Le sol alpin, cela vous dit quelque chose ? Non ? Rien d’étonnant à cela car la plupart des Grenoblois n’ont jamais entendu parler de cette monnaie qui a pourtant circulé quelques années dans leur ville. Une raison de plus de revenir sur cette expérience monétaire qui a tourné court.
C’est dans le cadre de l’expérimentation nationale d’un nouveau type de monnaie que s’est fait le lancement du sol alpin. Créé en 2004, ce mouvement national du Sol (pour “solidaire”) visait à mettre en place un système d’échange complémentaire de proximité, porteur de valeurs éthiques, sociales et environnementales fortes. Porté par le Crédit coopératif, le groupe Chèque déjeuner et la Macif, le dispositif bénéficiait à l’époque de l’aide du Fonds social européen, au travers du programme Equal.
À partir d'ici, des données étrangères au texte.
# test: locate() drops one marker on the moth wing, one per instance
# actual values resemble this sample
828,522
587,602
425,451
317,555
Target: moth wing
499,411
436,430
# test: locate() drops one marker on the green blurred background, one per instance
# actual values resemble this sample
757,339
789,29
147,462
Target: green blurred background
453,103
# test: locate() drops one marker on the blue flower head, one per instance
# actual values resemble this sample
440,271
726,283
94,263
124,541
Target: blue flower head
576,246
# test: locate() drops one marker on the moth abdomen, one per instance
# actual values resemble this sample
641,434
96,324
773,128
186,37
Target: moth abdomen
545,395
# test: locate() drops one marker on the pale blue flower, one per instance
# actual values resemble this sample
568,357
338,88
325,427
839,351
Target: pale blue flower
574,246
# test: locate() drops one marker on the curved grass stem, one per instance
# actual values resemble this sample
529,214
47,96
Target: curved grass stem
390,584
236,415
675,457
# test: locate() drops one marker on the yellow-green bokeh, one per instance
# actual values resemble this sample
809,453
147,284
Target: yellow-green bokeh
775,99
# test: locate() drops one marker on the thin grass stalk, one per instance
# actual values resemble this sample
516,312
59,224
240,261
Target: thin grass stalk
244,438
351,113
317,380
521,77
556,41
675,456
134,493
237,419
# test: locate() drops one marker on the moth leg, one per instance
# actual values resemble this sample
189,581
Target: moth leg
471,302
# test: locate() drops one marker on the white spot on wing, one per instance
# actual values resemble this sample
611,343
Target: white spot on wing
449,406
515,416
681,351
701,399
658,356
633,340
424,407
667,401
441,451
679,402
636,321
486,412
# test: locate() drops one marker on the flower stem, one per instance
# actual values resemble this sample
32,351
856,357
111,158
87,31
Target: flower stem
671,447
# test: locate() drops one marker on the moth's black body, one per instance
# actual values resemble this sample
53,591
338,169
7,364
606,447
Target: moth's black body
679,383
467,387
La région Rhône-Alpes a rejoint en 2006 les régions pilotes, l’agglomération grenobloise faisant, quant à elle, partie des sites retenus.
« Cette expérimentation visait, à la fois, à valoriser la consommation responsable, l’engagement et à permettre aux collectivités de flécher leurs subventions », précise Olivier Truche, citoyen grenoblois engagé dans le feu sol alpin, ainsi que dans le nouveau projet de monnaie locale.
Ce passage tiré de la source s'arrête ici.